Which Machine Is Conscious? (by guest blogger Teed Rockwell)
The following thought experiment ended up in my online paper “The Hard Problem Is Dead, Long Live the Hard Problem”.
It was first sent out to the Cognitive Questions mailing list, and received the following replies from a variety of interesting people.
Let us suppose that the laboratories of Marvin Minsky and Rodney Brooks get funded well into the middle of the next century. Each succeeds spectacularly at its stated goal, and completely stays off the other's turf.
The Minskians invent a device that can pass every possible variation on the Turing test.
It has no sense organs and no motor control, however. It sits stolidly in a room, and is only aware of what has been typed into its keyboard. Nevertheless, anyone who encountered it in an internet chatroom would never doubt that they were communicating with a perceptive intelligent being. It knows history, science, and literature, and can make perceptive judgments about all of those topics. It can write poetry, solve mathematical word problems, and make intelligent predictions about politics and the stock market. It can read another person's emotions from their typed input well enough to figure out what are emotionally sensitive topics and artfully changes the subject when that would be the best for all concerned. It makes jokes when fed straight lines, and can recognize a joke when it hears one. And it plays chess brilliantly.

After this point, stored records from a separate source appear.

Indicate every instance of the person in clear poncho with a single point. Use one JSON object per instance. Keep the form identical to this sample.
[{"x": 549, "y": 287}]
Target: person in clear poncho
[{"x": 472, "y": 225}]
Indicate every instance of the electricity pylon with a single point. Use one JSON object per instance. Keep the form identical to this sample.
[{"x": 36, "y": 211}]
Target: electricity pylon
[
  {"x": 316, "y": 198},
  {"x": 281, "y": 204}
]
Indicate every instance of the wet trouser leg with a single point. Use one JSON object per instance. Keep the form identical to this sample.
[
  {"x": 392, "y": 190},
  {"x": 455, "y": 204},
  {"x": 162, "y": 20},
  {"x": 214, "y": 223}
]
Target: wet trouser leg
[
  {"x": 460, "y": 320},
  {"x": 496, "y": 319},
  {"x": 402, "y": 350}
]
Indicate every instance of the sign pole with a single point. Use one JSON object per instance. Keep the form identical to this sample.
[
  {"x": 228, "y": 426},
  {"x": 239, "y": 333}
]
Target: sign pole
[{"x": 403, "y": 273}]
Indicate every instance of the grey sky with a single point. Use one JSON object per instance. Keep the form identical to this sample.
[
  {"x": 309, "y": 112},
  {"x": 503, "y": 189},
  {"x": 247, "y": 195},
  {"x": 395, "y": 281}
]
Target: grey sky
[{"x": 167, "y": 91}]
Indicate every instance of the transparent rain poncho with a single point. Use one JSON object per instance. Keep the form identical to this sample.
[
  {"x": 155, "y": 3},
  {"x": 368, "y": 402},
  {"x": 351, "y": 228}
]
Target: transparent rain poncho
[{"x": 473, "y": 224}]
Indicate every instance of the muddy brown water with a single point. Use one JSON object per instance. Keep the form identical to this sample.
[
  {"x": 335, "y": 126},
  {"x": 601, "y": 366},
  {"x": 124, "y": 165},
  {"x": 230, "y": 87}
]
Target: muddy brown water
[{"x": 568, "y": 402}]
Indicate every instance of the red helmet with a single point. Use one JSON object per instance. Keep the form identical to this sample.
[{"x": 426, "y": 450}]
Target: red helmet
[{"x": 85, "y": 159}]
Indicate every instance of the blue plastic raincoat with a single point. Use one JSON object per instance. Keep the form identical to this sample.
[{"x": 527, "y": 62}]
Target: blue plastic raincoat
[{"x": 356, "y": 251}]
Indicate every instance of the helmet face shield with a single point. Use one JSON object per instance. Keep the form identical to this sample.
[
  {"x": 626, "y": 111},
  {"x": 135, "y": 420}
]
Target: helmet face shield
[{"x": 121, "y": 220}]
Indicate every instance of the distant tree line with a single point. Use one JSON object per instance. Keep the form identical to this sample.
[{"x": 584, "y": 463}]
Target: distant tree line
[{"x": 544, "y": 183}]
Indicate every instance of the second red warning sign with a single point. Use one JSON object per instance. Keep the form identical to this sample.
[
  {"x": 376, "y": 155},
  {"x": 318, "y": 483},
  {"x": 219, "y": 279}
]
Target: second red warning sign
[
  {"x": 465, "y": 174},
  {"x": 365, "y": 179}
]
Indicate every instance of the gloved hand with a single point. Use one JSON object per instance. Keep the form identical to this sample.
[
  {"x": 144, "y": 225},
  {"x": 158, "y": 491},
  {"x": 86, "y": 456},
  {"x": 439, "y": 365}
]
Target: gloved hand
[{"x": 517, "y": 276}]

Meanwhile, Rodney Brooks' lab has developed a mute robot that can do anything a human artist or athlete can do.
It has no language, neither spoken or internal language-of-thought, but it uses vector transformations and other principles of dynamic systems to master the uniquely human non-verbal abilities. It can paint and make sculptures in a distinctive artistic style. It can learn complicated dance steps, and after it has learned them can choreograph steps of its own that extrapolate creatively from them. It can sword fight against master fencers and often beat them, and if it doesn't beat them it learns their strategies so it can beat them in the future. It can read a person's emotions from her body language, and change its own behavior in response to those emotions in ways that are best for all concerned. And, to make things even more confusing, it plays chess brilliantly.
The problem that this thought experiment seems to raise is that we have two very different sets of functions that are unique and essential to human beings, and there seems to be evidence from Artificial Intelligence that these different functions may require radically different mechanisms. And because both of these functions are uniquely present in humans, there seems to be no principled reason to choose one over the other as the embodiment of consciousness. This seems to make the hard problem not only hard, but important. If it is a brute fact that X embodies consciousness, this could be something that we could learn to live with. But if we have to make a choice between two viable candidates X and Y, what possible criteria can we use to make the choice?
For me, at least, any attempt to decide between these two possibilities seems to rub our nose in the brute arbitrariness of the connection between experience and any sort of structure or function. So does any attempt to prove that consciousness needs both of these kinds of structures. (Yes, I know I'm beginning to sound like Chalmers. Somebody please call the Deprogrammers!) This question seems to be in principle unfalsifiable, and yet genuinely meaningful. And answering a question of this sort seems to be an inevitable hurtle if we are to have a scientific explanation of consciousness.